A text block structure in which the leaves are held together at the spine edge by adhesive. Most commonly, the leaves begin as loose sheets of paper, but some adhesive-bound text blocks are composed of signatures. In the case of the latter, the signatures are usually either pierced through the fold or notched laterally across the spine edge to allow the adhesive to reach the inner folios. The adhesive binding we do in-house is the type called "double-fan" or "quarter-joint."
A buffer of alkaline pH, added to paper for the purpose of not only stabilizing the pH of the paper at the time of treatment but also to neutralize acid to which the paper might be exposed in the future.
Those materials which, by the test of time, laboratory, or both, have proven to possess qualities such as longevity, compatibility, and/or reversibility, and which are thus suitable for use in conservation work.
The process of shaping the spine of a text block. See Appendix: "Making a Casebound Book", slides 65-69.
The outer enclosure of a book, whose primary functional duty is to protect the text block. It is also commonly referred to as the "cover."
The method of bookbinding in which the case of the book is completed and covered before being joined with the text block, as opposed to after, as in, e.g., craft/fine binding.
Cloth reinforcement strips added to end sheets to increase their strength and which minimize the problem of books breaking at the hinges.
A group of leaves added to both the front and back of a text block, each bearing a cloth hinge for reinforcement.
The leaves of end sheets which are not affixed to the boards but left free.
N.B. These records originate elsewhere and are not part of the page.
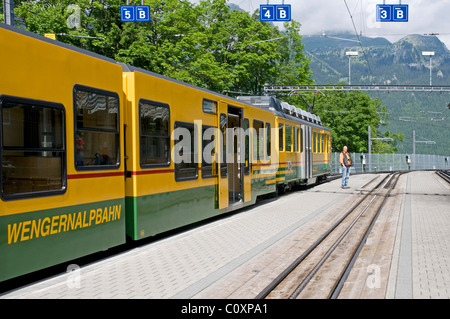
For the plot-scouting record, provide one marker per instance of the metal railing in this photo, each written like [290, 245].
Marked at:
[391, 162]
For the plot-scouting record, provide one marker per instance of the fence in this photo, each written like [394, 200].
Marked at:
[391, 162]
Sometimes used in singular form to refer only to the first leaf inward from and adjacent to the paste-down.
As the term applies to text block construction, a sheet of paper, folded in two.
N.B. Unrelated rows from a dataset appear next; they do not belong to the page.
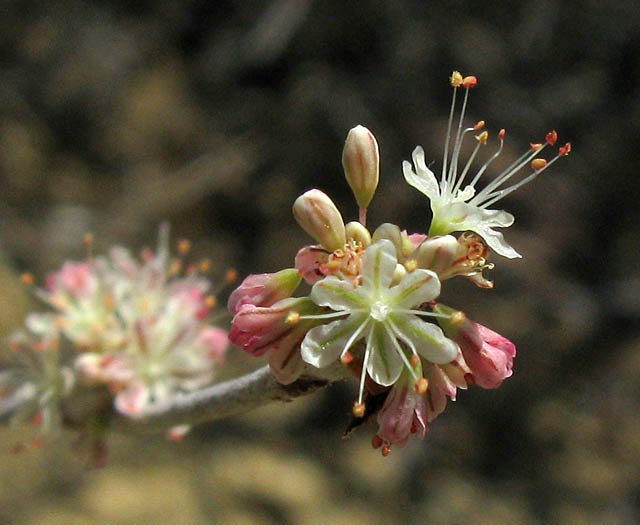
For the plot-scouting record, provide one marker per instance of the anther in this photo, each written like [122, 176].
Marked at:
[538, 164]
[27, 278]
[469, 82]
[483, 137]
[421, 385]
[346, 358]
[210, 301]
[293, 317]
[205, 265]
[184, 246]
[411, 265]
[564, 150]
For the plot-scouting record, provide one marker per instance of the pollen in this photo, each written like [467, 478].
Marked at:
[456, 79]
[358, 409]
[293, 317]
[184, 245]
[551, 137]
[564, 150]
[469, 82]
[483, 137]
[27, 278]
[538, 164]
[421, 385]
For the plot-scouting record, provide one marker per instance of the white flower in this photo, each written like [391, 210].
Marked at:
[459, 208]
[382, 314]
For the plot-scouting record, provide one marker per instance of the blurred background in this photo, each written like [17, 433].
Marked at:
[215, 115]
The edge of a book opposite the spine edge.
The orientation of the fibers of paper, cloth, or board.
The direction in which the greater number of fibers are oriented in paper or board. As applied to cloth, the term refers to the way the fibers are woven. In any case, the orientation of fibers tends to make the material stiffer in the direction parallel to those fibers, and more flexible and likelier to curl in the direction perpendicular to them. The former is the grain direction; the latter is the cross direction.
Indicating that the grain direction runs the larger dimension of a piece of material.
Indicating that the grain direction runs the smaller dimension of a piece of material.
The junction of two leaves of a text block at the spine edge.
The margin at the gutter edge of a page of text.
A binding whose case has a spine inlay of board or card instead of paper.
The point at the spine edge of the board's inner surface where the paste-down and fly leaf meet. When the paste-down separates from the board, the hinge is said to be loose or shaken, and the repair treatment called for is hinge tightening. Also, the term generally includes the junctions of the next few leaves into the text block. When the leaves are separated in this area, the hinge is said to be broken, and hinge mending is the repair treatment needed for this ailment.
To align the edges, usually of a stack of paper.
The points at which the boards of a case hinge.
In sewn text blocks, the stitch at each end, where the sewing of one signature concludes and that of the next begins.
One of the sheets of paper in the text block of a book, inclusive of both sides of the sheet. Though commonly referred to as a page, the latter refers to only one side of a sheet.
One side of one of the sheets of paper composing the text block of a book. Each sheet, inclusive of both sides, is a leaf.
The outermost leaf of an end sheet, which is affixed to the inner surface of the board of the case.
A margin of waste on the outer edges of cloth which serves to prevent it from fraying.
In sewing a text block through the folds of signatures, those points at which sewing reverses direction from "in" to "out".
A group of folios composing the text block of a book.
A paper reinforcement applied to the spine of a case or text block.
An overhanging outer edge. The square of a book is the edge of its case that overhangs the text block (illustration). That of a clamshell box is the edge of its case, the C tray, that overhangs the A and B trays.
In casebinding, the strip of cloth which is affixed first to the spine of the text block, then to the boards of the case. Along with the cloth hinges of the end sheets, it represents the case-to-text block attachment; the part that holds the book together. (This is providing the book is of a binding structure which uses a super, which not all do.) The term perhaps more properly describes the cloth from which it is made, rather than the part of the book made from it, but is nonetheless used throughout the manual to mean the latter.
The total of a book's leaves, which is bound into the case.
A margin of cover material which is folded onto a board surface other than that which will show the face side of that particular piece of cover material. For the cases of books, the turn-ins are normally folded over onto the surface opposite the show side, at the top, bottom, and fore edge. In the case of clamshell boxes or other three-dimensional cloth covered enclosures, some of the turn-ins are folded onto the board surface 90 degrees from the show side.